Comment by belter

2 months ago

The only post in this thread that actually summarized the core findings of the study, namely:

- ACKed messages can be silently lost due to minority-node corruption.

- A single-bit corruption can cause some replicas to lose up to 78% of stored messages

- Snapshot corruption can propagate and lead to entire stream deletion across the cluster.

- The default lazy-fsync mode can drop minutes of acknowledged writes on a crash.

- A crash combined with network delay can cause persistent split-brain and divergent logs.

- Data loss even with “sync_interval = always” in presence of membership changes or partitions.

- Self-healing and replica convergence did not always work reliably after corruption.

…was not downvoted, but flagged... That is telling. Documented failure modes are apparently controversial. Also raises the question: What level of technical due diligence was performed by organizations like Mastercard, Volvo, PayPal, Baidu, Alibaba, or AT&T before adopting this system?

So what is next? Nominate NATS for the Silent Failure Peace Prize?

2 comments

belter

traceroute66 2 months ago

> Nominate NATS for the Silent Failure Peace Prize?

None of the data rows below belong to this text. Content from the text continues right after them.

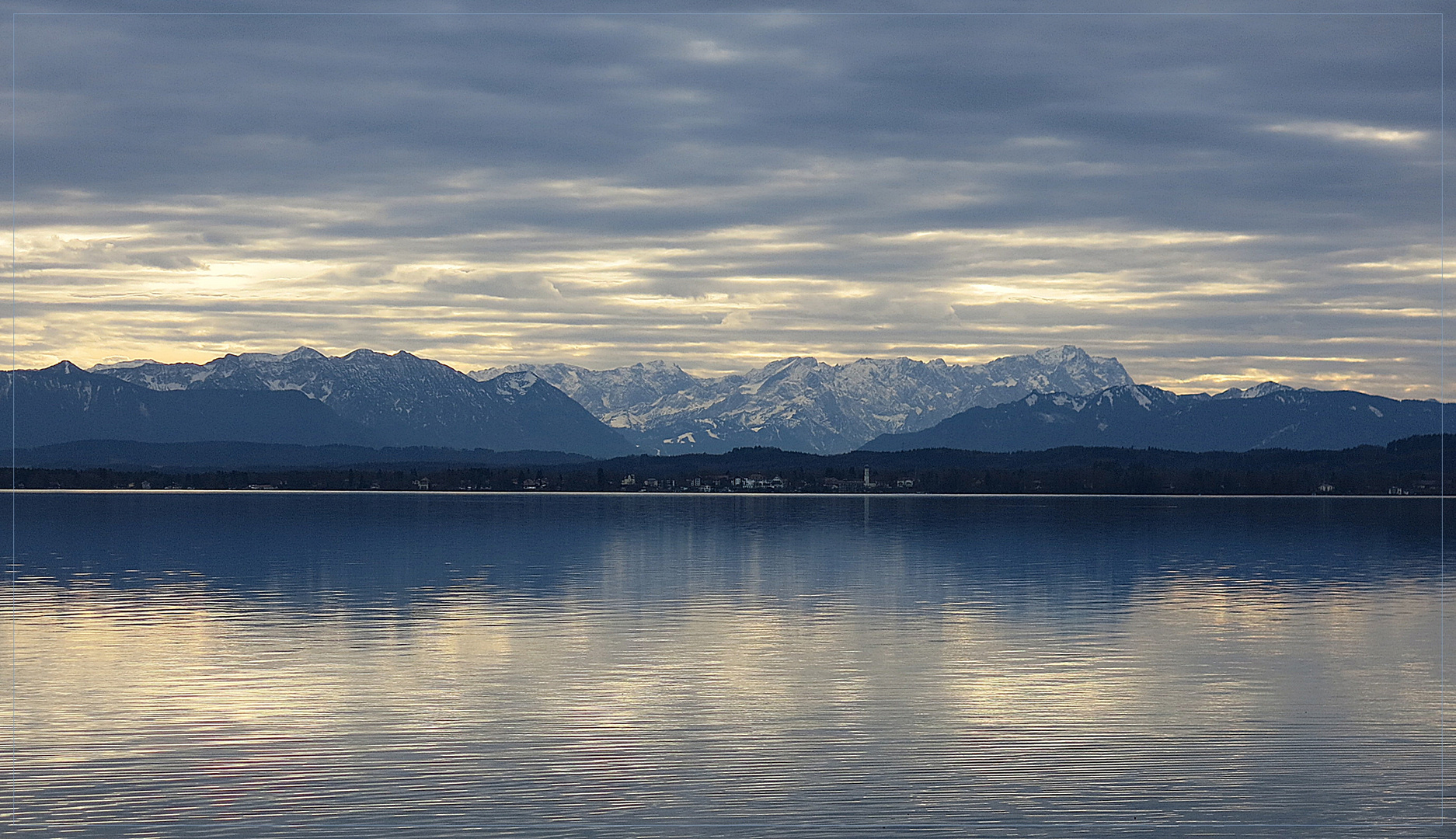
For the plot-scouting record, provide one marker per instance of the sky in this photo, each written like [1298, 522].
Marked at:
[1214, 200]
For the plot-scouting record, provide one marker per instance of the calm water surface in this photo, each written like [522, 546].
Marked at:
[428, 664]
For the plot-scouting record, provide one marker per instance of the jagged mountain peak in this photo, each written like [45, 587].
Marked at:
[1261, 389]
[301, 353]
[801, 402]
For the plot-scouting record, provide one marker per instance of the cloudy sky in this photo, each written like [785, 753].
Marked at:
[1212, 198]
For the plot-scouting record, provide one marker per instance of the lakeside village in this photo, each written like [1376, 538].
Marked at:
[756, 484]
[629, 484]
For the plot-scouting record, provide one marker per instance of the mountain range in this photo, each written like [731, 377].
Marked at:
[1269, 416]
[807, 406]
[305, 398]
[1050, 398]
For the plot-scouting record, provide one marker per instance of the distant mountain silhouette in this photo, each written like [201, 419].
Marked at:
[404, 399]
[1141, 416]
[64, 402]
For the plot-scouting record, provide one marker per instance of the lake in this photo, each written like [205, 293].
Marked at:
[516, 664]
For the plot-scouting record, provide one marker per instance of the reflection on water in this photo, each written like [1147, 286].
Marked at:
[249, 664]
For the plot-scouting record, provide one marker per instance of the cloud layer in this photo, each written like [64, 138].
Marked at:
[1213, 200]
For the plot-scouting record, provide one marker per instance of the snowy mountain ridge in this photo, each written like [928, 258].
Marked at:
[804, 404]
[406, 399]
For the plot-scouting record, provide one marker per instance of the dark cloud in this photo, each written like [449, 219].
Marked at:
[1259, 190]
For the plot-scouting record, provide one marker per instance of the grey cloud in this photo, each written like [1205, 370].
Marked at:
[531, 151]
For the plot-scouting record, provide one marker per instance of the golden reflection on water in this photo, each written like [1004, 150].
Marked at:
[761, 687]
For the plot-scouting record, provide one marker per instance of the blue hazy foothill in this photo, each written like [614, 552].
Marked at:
[1047, 399]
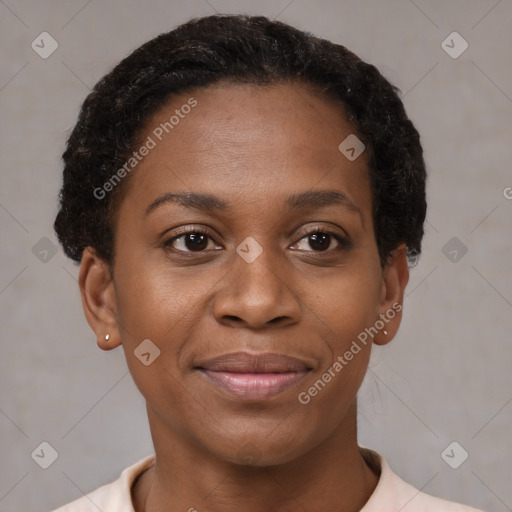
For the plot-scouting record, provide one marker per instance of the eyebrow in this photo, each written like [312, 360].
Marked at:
[211, 203]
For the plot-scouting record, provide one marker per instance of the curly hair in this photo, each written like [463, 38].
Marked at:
[238, 49]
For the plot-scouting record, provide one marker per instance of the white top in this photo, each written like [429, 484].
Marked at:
[392, 494]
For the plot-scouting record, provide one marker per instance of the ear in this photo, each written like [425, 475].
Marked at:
[98, 298]
[395, 276]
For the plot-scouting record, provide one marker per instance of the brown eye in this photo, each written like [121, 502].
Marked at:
[192, 241]
[321, 241]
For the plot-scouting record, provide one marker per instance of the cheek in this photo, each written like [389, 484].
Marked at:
[347, 303]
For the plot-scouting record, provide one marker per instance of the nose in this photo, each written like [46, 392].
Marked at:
[257, 295]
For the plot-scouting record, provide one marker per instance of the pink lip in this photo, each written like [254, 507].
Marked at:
[254, 376]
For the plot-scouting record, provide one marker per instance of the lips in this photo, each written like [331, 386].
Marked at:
[254, 376]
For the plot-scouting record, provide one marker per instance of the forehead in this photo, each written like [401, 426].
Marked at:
[249, 140]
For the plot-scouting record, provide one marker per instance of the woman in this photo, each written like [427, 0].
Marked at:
[245, 200]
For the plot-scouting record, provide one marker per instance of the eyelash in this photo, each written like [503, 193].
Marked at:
[342, 241]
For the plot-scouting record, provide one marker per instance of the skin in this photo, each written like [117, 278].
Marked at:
[251, 146]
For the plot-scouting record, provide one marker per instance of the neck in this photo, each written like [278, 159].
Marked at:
[333, 476]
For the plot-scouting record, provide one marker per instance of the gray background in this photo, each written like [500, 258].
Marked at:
[446, 376]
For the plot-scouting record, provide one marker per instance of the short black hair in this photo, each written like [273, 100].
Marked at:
[238, 49]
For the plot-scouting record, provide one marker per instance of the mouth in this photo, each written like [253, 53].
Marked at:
[254, 377]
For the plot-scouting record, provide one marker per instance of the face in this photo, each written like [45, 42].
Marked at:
[245, 252]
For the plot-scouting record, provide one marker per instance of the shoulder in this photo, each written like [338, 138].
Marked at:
[393, 494]
[111, 497]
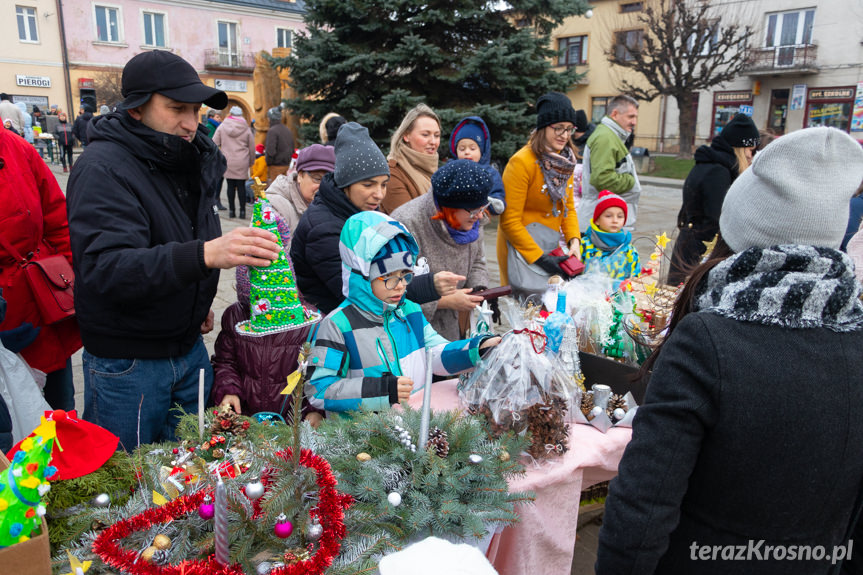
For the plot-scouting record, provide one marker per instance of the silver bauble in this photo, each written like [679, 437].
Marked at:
[254, 490]
[102, 500]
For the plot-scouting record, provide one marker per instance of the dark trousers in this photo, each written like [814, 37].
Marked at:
[237, 189]
[66, 155]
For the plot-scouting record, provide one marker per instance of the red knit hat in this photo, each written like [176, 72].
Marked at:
[608, 200]
[81, 447]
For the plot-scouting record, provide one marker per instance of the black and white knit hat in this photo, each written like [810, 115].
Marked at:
[797, 191]
[552, 108]
[358, 158]
[461, 184]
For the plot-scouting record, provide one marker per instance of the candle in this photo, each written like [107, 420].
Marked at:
[201, 405]
[221, 531]
[426, 413]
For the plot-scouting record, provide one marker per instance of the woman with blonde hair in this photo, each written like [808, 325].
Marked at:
[716, 167]
[413, 157]
[538, 182]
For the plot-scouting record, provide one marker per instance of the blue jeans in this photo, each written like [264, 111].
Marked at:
[135, 398]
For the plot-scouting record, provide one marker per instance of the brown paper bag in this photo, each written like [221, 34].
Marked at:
[33, 557]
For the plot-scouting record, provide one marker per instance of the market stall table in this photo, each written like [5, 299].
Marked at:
[544, 540]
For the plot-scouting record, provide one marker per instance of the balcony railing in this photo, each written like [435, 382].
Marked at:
[783, 60]
[230, 61]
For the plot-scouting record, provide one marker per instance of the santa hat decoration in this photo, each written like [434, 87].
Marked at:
[81, 447]
[608, 200]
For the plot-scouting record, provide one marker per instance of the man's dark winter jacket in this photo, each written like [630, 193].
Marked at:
[703, 193]
[748, 432]
[315, 251]
[79, 128]
[139, 214]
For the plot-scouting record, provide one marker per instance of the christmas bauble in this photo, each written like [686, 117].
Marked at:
[254, 490]
[314, 531]
[207, 510]
[147, 554]
[102, 500]
[283, 528]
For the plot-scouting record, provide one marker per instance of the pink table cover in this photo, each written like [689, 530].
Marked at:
[544, 540]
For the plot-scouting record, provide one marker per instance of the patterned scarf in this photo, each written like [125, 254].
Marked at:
[788, 285]
[557, 169]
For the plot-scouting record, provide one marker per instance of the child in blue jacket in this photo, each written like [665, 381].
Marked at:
[371, 350]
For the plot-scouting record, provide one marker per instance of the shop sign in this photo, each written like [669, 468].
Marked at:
[831, 94]
[33, 81]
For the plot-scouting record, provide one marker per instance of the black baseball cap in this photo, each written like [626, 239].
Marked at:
[168, 74]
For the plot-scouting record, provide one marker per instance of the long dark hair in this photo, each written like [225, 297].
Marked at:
[684, 302]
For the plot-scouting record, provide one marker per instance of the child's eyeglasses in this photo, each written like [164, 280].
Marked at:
[477, 213]
[393, 282]
[560, 130]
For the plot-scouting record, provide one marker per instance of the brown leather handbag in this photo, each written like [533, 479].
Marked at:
[51, 280]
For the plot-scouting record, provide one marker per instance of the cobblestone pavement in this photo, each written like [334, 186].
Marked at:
[659, 204]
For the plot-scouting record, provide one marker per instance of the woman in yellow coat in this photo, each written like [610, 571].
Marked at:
[539, 201]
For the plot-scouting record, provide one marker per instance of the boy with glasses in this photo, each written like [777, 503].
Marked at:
[371, 350]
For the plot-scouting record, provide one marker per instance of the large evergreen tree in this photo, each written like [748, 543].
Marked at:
[373, 60]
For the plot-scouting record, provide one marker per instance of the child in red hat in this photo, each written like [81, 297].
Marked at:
[607, 248]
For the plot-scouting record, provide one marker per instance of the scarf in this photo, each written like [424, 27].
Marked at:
[789, 286]
[418, 166]
[557, 170]
[462, 237]
[607, 241]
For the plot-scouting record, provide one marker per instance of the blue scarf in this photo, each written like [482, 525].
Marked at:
[463, 237]
[607, 241]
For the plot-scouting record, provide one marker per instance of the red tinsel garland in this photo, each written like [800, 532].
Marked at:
[330, 511]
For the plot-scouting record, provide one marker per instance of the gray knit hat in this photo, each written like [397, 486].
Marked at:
[797, 191]
[357, 156]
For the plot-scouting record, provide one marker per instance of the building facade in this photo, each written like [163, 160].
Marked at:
[805, 67]
[31, 55]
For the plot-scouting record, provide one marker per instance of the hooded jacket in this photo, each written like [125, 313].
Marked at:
[237, 143]
[703, 193]
[140, 211]
[363, 346]
[315, 251]
[484, 160]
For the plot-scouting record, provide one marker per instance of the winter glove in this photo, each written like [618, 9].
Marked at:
[551, 264]
[20, 337]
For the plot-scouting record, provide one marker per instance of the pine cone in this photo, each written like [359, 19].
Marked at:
[438, 441]
[614, 402]
[161, 557]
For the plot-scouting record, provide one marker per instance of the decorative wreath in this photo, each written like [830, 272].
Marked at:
[330, 511]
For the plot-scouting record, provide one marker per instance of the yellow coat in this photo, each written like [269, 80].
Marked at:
[527, 203]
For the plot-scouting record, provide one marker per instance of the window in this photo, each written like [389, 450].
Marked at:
[573, 50]
[26, 24]
[597, 109]
[107, 24]
[789, 28]
[626, 43]
[228, 51]
[154, 29]
[284, 37]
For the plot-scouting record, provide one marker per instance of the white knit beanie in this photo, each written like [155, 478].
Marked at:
[433, 556]
[797, 191]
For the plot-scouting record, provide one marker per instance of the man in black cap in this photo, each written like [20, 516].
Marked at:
[147, 247]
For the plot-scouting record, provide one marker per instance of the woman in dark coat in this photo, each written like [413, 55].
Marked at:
[716, 167]
[750, 437]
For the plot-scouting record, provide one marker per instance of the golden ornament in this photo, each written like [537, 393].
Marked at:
[162, 541]
[147, 554]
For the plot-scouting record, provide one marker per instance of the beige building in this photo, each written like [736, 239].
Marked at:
[31, 54]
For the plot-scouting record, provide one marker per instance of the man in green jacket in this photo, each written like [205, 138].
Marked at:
[608, 164]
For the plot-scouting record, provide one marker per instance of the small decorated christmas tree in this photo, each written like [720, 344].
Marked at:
[274, 298]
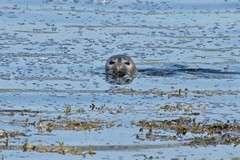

One or two of the comments on GitHub by the NATS team in response to Issues opened by Kyle are also more than a bit cringeworthy.

Such as this one:

"Most of our production setups, and in fact Synadia Cloud as well is that each replica is in a separate AZ. These have separate power, networking etc. So the possibility of a loss here is extremely low in terms of due to power outages."

Which Kyle had to call them out on:

"Ah, I have some bad news here--placing nodes in separate AZs does not mean that NATS' strategy of not syncing things to disk is safe. See #7567 for an example of a single node failure causing data loss (and split-brain!)."

https://github.com/nats-io/nats-server/issues/7564#issuecomm...

to11mtm 2 months ago

> What level of technical due diligence was performed by organizations like Mastercard, Volvo, PayPal, Baidu, Alibaba, or AT&T before adopting this system?

I have to note the following as a NATS fan:

  - I am horrified at Jespen's reliability findings, however they do vindicate certain design decisions I made in the past

  - 'Core NATS' is really mostly 'redis pubsub but better' and Core NATS is honestly awesome, low friction middleware. I've used it as part of eventing systems in the past and it works great.

  - FWIW, There's an MQTT bridge that requires Jetstream, but if you're just doing QoS 0 you can work around the other warts.

  - If you use Jetstream KV as a cache layer without real persistence (i.e. closer to how one uses Redis KV where it's just memory backed) you don't care about any of this. And again Jetstream KV IMO is better than Redis KV since they added TTL.

All of that is a way to say, I'd bet a lot of them are using Core NATS or other specific features versus something like JetStream.

tl;dr - Jetstream's reliability is horrifying apparently but I stand by the statement that Core NATS and Ephermal KV is amazing.